Lot Vekemans’in yazdığı, Şaban Ot’ un dilimize çevirip yönettiği “Zehir”in dramaturgluğunu Özge Ökten üstlenmiş.
Nihal Kaplangı’nın sahne ve kostüm, Murat Selçuk’un ışık, Hanefi Toprak’ın efekt, Onur Uğurlu’nun kostüm uygulama, Nesrin Kadıoğlu’nun fotoğraf çekimleri ve Doğan Şirin’in yardımcı yönetmenliğini gerçekleştirdiği “Zehir” her detayı ile sıra dışı bir piyes.
Eserin rejisi, dekor, kostüm, oyunculuk, ışık, efekt, müzik, sahne plastiğiyle kusursuz biçimde alaşımlanmış.
Yürek bukan o hüzün. Yaşamın herhangi bir anından alınmış bir kesit.
Hani, bazen “donakaldım” veya “nutkum tutuldu” deriz ya, aynen öyle.
Kadın ve Erkek.
31 Aralık 1999’dan bugüne geçen zamana birden çok hayat sığdırmışlardı. İçlerinde yankılanan sese kulak vermek, kalplerinin arka bahçesinde dolaşmak, onlar için artık çok da zor olmamalıydı. Ama yine de kendi sürgünlerindeydiler.
Göz kenarlarında biriken gözyaşlarını kimse görmemeliydi. Anılarından, yaşadıkları o büyük acıdan, ödeşme ve yok saydıkları özlemlerden yorgun düşmüşlerdi nicedir. Belki yeniden başlayabilirlerdi? Başlayabilirler miydi sahiden?
Sesleri içlerinde boğulmuştu. Fonda hep o matem. Travmalarla dolu bir kopuş vardı.
Mezarlıkta kurumuş otların, çiçeklerin kokusu.
Yağmur yağıyordu. Gözyaşı da.
Adları yoktu.
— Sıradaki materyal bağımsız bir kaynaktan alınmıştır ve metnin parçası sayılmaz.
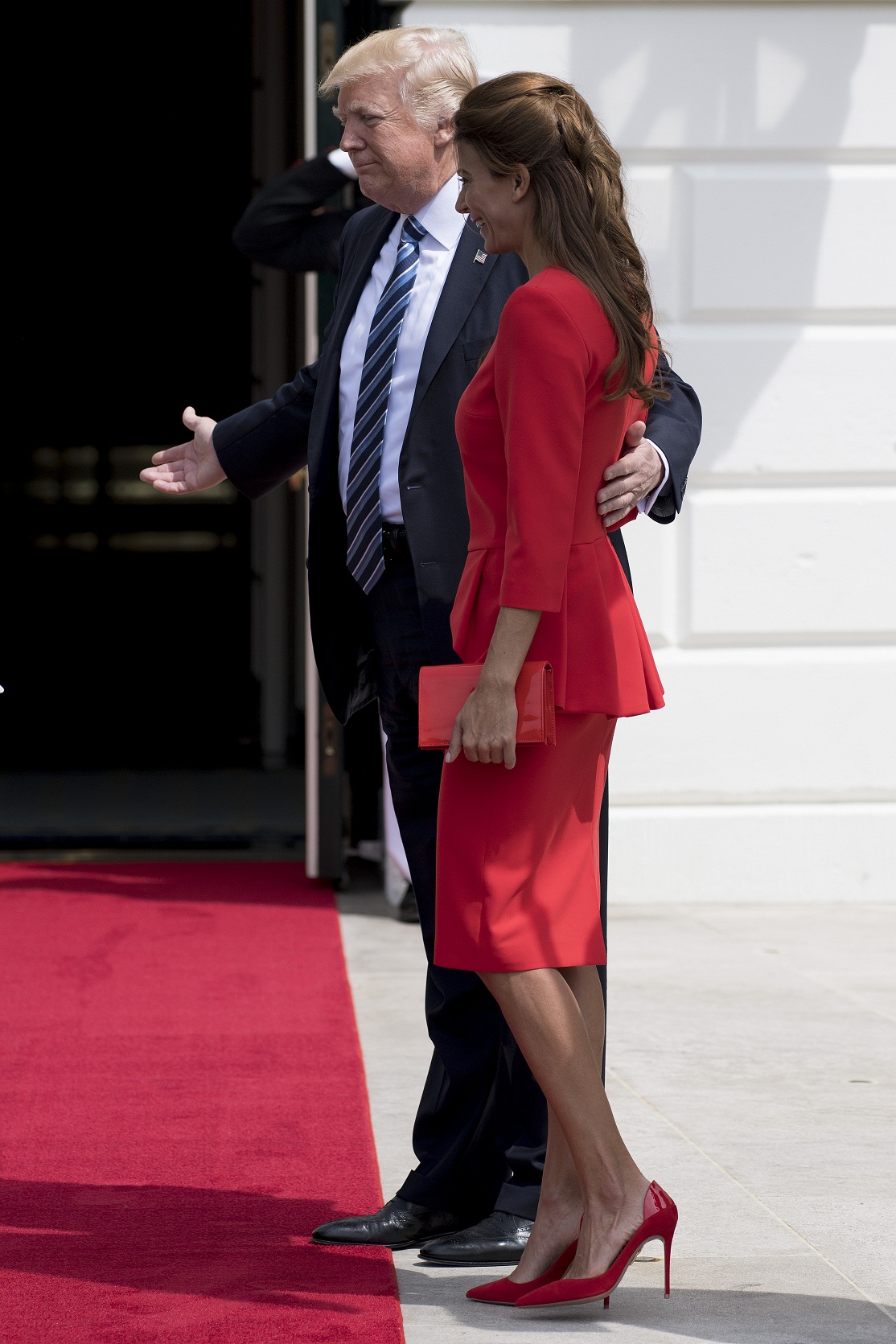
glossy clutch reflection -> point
(445, 688)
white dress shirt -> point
(443, 228)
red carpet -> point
(182, 1101)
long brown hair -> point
(579, 216)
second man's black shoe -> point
(499, 1239)
(398, 1225)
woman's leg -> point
(557, 1017)
(561, 1202)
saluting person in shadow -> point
(417, 306)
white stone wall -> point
(761, 150)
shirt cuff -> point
(340, 160)
(649, 500)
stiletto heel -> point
(504, 1292)
(660, 1219)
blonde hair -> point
(437, 69)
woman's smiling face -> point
(500, 208)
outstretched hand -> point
(631, 478)
(187, 466)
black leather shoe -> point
(499, 1239)
(398, 1225)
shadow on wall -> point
(738, 113)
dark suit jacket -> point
(264, 445)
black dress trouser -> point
(481, 1127)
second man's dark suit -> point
(480, 1129)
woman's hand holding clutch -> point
(485, 729)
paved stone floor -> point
(753, 1070)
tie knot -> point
(413, 230)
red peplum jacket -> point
(536, 436)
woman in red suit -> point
(517, 863)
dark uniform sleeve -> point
(675, 426)
(280, 226)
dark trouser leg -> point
(481, 1111)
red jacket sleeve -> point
(541, 364)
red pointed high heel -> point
(504, 1292)
(660, 1219)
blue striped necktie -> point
(363, 494)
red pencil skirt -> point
(517, 861)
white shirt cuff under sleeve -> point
(340, 160)
(649, 500)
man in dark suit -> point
(417, 306)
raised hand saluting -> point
(187, 466)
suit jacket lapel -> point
(351, 284)
(462, 288)
(358, 272)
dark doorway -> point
(126, 632)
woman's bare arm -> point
(485, 729)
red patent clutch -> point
(443, 690)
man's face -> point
(399, 164)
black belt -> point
(395, 542)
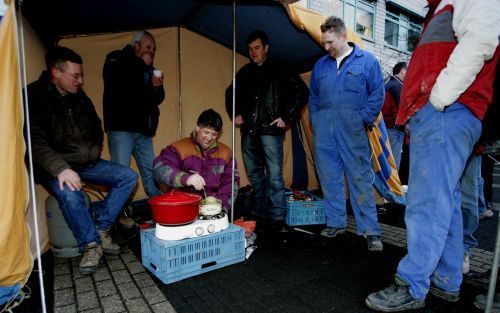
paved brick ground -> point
(121, 283)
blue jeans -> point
(470, 192)
(341, 147)
(441, 143)
(263, 158)
(481, 201)
(123, 144)
(80, 220)
(396, 138)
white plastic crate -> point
(174, 260)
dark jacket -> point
(265, 93)
(391, 102)
(65, 130)
(130, 101)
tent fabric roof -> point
(210, 18)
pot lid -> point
(175, 198)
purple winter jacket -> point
(185, 157)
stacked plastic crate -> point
(174, 260)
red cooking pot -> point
(175, 208)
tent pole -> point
(32, 201)
(179, 79)
(234, 100)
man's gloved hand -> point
(369, 127)
(196, 181)
(70, 178)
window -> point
(401, 30)
(358, 15)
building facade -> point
(389, 28)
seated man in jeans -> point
(199, 162)
(67, 140)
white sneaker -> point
(466, 264)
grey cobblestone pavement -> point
(122, 284)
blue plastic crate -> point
(305, 212)
(174, 260)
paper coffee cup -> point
(157, 73)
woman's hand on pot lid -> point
(196, 181)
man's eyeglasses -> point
(75, 76)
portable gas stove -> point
(204, 225)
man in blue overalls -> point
(346, 96)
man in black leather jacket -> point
(66, 138)
(132, 94)
(268, 98)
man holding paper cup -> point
(133, 90)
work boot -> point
(394, 298)
(480, 303)
(374, 243)
(108, 245)
(480, 279)
(331, 232)
(90, 259)
(281, 227)
(450, 296)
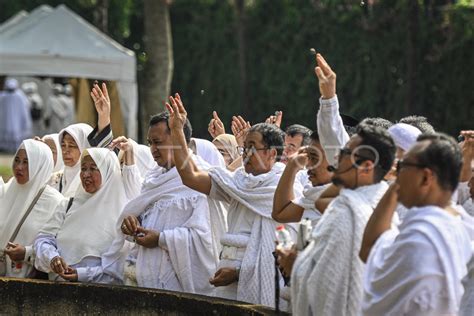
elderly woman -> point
(82, 228)
(26, 206)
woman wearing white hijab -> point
(73, 140)
(32, 168)
(70, 245)
(52, 140)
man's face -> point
(161, 146)
(292, 145)
(258, 158)
(410, 175)
(317, 165)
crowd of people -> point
(380, 214)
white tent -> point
(59, 43)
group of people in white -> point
(389, 208)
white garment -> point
(184, 260)
(418, 270)
(208, 151)
(88, 228)
(18, 198)
(332, 134)
(251, 199)
(70, 180)
(327, 276)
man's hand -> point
(224, 276)
(326, 77)
(240, 129)
(147, 238)
(216, 127)
(177, 112)
(286, 259)
(102, 105)
(275, 119)
(58, 265)
(16, 252)
(70, 275)
(130, 225)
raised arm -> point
(190, 174)
(284, 210)
(380, 220)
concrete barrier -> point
(26, 297)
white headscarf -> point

Kadın ve Erkek’tiler sadece.
Ve geriye dönüp baktıklarında ne denli yetersizlik, ne kadar düş kırıklığı, mutsuzluk yaşadıklarını ayrımsıyorlardı. Pişmanlık mı, belki de.
Ne tuhaf, hüzün gitgide yalnızlığa karışmaktaydı. Bundan sonrası hep kırıklıktı. Bundan öncesi gibi.
“Zehir” Sevinç Erbulak – Ahmet Saraçoğlu ve Aslıhan Kandemir -Eraslan Sağlam’lı iki ayrı kadro ve farklı yorum ile sergilenmekte.
Erbulak – Saraçoğlu’ndan izledim oyunu, en kısa zamanda Kandemir / Sağlam’dan da izleyeceğim.
Hemen belirteyim ki, Erbulak ve Saraçoğlu bilenmiş ustalıklarına, dinamizm ve zamanlama tekniklerini katarak, belleklerde uzun yıllar canlı kalacak bir oyunculuğa imza atmışlar ve başarılarına bir yenisini daha eklemişler. Kısaca, her repliğin, her sahnenin hakkını vermişler. “O kadın Sevinç Erbulak, o adam Ahmet Saraçoğlu’dur imgesi”ni yaratıcı, sahici, inandırıcı oyunculuklarıyla var kılmışlar. Karakterlerin hissettiklerini, duygu durumlarını izleyiciye kusursuzca yansıtmışlar.
“Zehir” de, kalıplaşmış, dar, kısıtlı geometrilere sığınmadan “kesişme, buluşma, ayrılık” öylesine güzel anlatılmış ki, bu oyunu özellikle öneririm.